Ali has had unique success and was world heavyweight champion for three separate periods (1964-67, 1974-78, and 1978-79). Immensely popular, his unique personality in press conferences (coining phrases such as “float like a butterfly, sting like a bee”) and epic fights; such as the ‘Thriller in Manila’ against Joe Frazier and ‘Rumble in the jungle’ with George Foreman, made him a hero to many around the world. In his epic bout with Foreman he opted to play “rope- a-dope”, taking huge numbers of punches in order to tire Foreman. After lolling back on the ropes and inviting punishment for 8 rounds against the world champion, Ali burst into life and managed a knockout.

In addition to his sporting prowess, his humanity always managed to shine through. Whilst he won multiple titles, he also lost them. Losing 5 times in his career, his most famous defeats included losing his title to Ken Norton after 12 rounds on a points decision, and then there’s his defeat to Joe Frazer after an epic 15 rounds. Yet what made him so great was that he always came back and triumphed in spite of his setbacks.

Indeed, he overcame adversity through- out his career, inside and outside the ring. In 1967 he was stripped of his heavyweight title and forced to fight through the courts to clear his conviction for draft evasion. He had refused to fight in the Vietnam War, famously stating that, “no Vietcong ever called me n****”. By the time he was cleared, he had been away from boxing for 4 years. However, even after losing years of his prime, he still managed to come back and twice regain the Heavyweight title. He was also a face of the civil rights movement. A friend of Malcom X, in 1964 he converted to Islam and joined the Nation of Islam group, announcing that, “Cassius Clay is my slave name”.

One of the biggest tragedies of Ali’s life has been in his later years, with years of taking punches linked to his contraction of Parkinson’s disease.

He now focusses on supporting the Muhammad Ali Parkinson’s Research Center in Phoenix, Arizona and is a driving force behind the Muhammad Ali Boxing Reform Act, which attempts to improve the condition of professional boxers in the US; protecting the athletes from manipulative trainers and poor conditions.

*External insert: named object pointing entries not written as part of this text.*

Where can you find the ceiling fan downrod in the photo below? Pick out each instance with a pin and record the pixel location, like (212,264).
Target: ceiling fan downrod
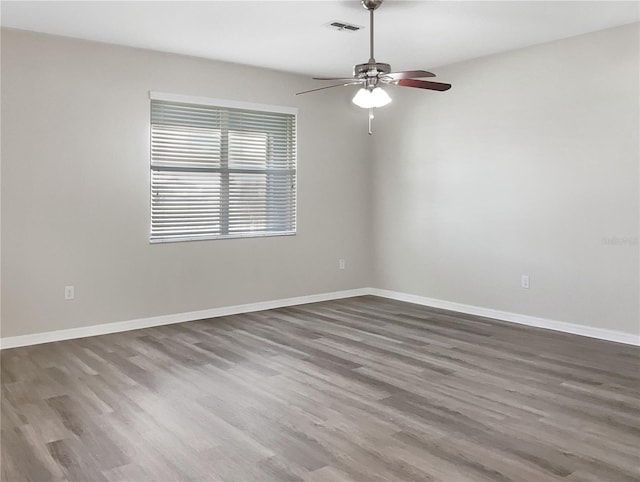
(371,69)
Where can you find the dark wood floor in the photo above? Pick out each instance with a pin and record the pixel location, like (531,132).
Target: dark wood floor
(361,389)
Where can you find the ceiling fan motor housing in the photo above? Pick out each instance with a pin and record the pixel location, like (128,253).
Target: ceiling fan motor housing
(370,69)
(371,4)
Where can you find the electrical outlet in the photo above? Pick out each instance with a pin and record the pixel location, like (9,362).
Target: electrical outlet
(69,292)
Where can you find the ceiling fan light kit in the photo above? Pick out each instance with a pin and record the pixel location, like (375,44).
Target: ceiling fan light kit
(370,99)
(371,74)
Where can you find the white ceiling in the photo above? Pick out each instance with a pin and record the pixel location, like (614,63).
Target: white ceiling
(293,35)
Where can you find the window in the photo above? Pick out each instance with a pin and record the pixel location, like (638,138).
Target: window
(221,169)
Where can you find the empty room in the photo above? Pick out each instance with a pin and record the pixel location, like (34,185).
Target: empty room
(339,240)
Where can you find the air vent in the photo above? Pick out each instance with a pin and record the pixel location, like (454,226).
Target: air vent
(344,26)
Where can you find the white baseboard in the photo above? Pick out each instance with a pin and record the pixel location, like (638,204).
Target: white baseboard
(119,326)
(592,332)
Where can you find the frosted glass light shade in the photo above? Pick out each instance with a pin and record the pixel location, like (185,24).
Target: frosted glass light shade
(368,99)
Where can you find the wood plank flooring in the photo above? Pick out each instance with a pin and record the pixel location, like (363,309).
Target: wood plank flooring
(362,389)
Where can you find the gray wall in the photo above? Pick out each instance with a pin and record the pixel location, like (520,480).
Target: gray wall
(75,190)
(529,165)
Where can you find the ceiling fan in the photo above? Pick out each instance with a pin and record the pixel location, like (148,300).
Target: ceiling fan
(372,75)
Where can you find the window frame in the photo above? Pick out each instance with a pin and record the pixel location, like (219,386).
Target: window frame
(225,106)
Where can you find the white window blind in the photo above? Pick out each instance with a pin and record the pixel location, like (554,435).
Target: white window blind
(220,172)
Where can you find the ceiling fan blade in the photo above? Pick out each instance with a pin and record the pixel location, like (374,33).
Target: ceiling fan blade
(408,74)
(424,84)
(346,79)
(329,87)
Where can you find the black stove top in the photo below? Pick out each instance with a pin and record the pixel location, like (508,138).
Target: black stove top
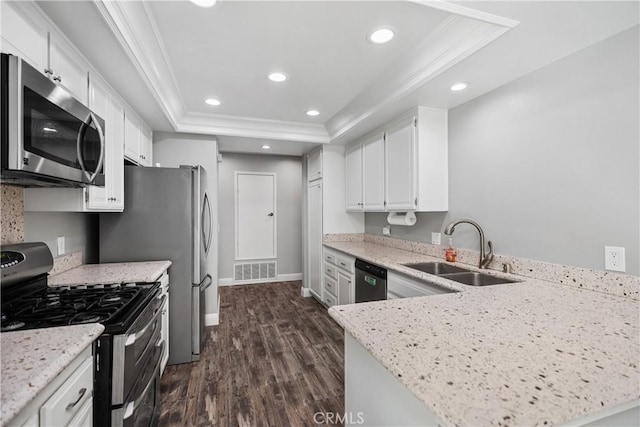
(34,305)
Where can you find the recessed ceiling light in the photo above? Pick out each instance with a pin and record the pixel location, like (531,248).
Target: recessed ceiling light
(381,35)
(204,3)
(278,77)
(459,86)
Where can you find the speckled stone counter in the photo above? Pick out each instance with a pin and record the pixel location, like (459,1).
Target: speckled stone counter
(31,359)
(529,353)
(110,273)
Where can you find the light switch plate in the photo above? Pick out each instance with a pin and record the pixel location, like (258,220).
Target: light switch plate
(435,238)
(614,258)
(61,245)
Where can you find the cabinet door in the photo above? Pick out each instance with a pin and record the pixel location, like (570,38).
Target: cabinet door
(99,102)
(373,173)
(68,69)
(314,165)
(23,35)
(314,224)
(145,146)
(345,285)
(115,127)
(131,137)
(400,173)
(354,178)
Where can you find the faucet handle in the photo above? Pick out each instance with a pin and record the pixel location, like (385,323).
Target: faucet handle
(488,257)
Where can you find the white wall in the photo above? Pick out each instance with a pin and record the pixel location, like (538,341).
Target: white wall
(549,164)
(175,149)
(289,208)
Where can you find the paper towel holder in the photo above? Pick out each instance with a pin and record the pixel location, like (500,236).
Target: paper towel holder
(402,218)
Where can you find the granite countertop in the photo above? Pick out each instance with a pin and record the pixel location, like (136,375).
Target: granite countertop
(529,353)
(32,359)
(110,273)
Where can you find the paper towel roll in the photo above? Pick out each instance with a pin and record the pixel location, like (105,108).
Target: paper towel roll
(401,218)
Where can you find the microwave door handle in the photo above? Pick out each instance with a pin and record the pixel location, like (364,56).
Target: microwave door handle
(94,119)
(81,132)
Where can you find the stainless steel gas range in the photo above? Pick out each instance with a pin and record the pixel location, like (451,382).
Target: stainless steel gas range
(127,354)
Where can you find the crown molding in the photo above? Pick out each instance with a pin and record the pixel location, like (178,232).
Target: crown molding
(137,33)
(460,10)
(247,127)
(455,39)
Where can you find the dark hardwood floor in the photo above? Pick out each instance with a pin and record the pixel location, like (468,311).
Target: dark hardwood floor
(275,359)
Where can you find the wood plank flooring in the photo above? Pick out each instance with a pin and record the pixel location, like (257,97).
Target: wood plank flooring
(276,359)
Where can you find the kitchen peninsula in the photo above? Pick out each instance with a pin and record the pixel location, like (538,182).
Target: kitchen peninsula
(472,358)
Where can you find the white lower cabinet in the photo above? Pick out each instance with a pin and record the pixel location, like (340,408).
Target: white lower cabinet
(399,286)
(338,278)
(66,401)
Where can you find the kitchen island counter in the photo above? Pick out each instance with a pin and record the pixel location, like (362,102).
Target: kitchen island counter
(528,353)
(111,273)
(33,358)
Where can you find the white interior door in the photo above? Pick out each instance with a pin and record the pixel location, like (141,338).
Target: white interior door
(255,215)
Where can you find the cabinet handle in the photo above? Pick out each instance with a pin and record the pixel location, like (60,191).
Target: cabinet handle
(81,394)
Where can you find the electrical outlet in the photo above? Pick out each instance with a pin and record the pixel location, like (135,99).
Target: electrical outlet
(435,238)
(61,245)
(614,258)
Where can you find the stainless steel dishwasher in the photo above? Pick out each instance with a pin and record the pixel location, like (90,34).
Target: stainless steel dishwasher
(371,282)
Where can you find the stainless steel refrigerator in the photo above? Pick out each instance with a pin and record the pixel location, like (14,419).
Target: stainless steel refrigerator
(167,216)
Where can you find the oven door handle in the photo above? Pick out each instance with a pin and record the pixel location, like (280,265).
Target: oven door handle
(131,339)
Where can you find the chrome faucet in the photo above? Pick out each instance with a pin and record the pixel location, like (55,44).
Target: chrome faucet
(484,259)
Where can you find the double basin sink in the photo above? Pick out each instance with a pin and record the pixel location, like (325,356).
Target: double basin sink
(458,274)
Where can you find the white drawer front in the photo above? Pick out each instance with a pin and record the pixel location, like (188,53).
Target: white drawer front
(330,270)
(345,263)
(67,401)
(330,300)
(330,285)
(329,257)
(84,417)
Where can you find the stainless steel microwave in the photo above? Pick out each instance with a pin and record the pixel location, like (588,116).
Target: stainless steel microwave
(48,137)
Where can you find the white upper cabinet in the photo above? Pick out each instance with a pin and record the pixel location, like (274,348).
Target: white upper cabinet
(24,35)
(27,35)
(137,140)
(107,106)
(400,159)
(404,165)
(373,173)
(314,165)
(353,177)
(67,68)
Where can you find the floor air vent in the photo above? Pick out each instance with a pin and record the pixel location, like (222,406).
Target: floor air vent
(255,272)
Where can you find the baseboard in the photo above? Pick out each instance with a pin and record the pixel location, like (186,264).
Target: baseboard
(280,278)
(212,319)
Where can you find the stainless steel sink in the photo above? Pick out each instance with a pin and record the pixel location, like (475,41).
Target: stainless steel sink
(437,268)
(477,279)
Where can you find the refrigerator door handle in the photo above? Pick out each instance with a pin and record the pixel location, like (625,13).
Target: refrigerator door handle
(208,281)
(207,239)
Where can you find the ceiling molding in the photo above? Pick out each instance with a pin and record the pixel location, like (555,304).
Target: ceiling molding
(137,34)
(468,12)
(253,128)
(455,39)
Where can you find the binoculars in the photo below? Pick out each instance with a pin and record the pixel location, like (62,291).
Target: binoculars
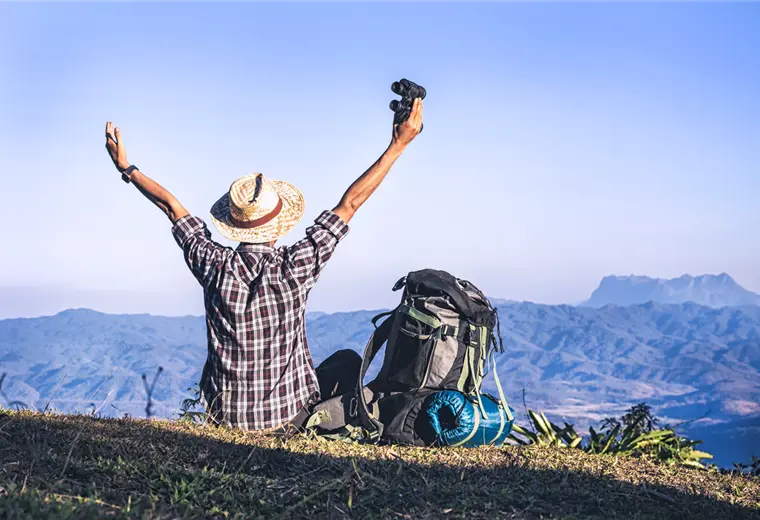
(408,90)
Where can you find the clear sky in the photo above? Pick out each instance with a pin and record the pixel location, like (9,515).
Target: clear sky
(563,141)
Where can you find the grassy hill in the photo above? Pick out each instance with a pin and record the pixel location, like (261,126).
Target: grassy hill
(60,466)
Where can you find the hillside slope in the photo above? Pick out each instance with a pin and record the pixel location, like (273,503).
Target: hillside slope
(575,364)
(76,466)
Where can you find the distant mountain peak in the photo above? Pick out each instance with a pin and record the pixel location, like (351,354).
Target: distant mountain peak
(711,290)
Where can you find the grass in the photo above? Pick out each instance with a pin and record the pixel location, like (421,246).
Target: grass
(63,466)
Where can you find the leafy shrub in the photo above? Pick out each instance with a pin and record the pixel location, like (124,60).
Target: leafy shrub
(635,434)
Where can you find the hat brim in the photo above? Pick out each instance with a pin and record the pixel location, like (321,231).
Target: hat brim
(290,215)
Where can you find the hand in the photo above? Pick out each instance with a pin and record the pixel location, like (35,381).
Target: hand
(404,133)
(116,148)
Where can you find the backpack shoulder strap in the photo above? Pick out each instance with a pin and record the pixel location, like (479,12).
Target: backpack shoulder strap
(376,341)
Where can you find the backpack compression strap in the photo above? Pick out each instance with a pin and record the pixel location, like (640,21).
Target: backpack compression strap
(376,340)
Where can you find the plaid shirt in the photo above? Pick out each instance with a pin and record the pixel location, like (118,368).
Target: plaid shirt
(259,372)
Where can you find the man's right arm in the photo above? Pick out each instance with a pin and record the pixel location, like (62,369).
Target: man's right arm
(358,193)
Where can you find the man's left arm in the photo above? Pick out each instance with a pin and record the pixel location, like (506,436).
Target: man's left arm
(152,190)
(201,253)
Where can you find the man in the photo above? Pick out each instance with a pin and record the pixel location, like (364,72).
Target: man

He was an inspiration to the world, having been voted “sportsman of the century” by Sports Illustrated, and Sports’ Personality of the century by the BBC. Not only a great sportsman, he was a campaigner for civil freedoms and rights, and now is an influential ambassador for international peace. He had to overcome deep prejudices and adversity, whilst revolutionising the sport of boxing.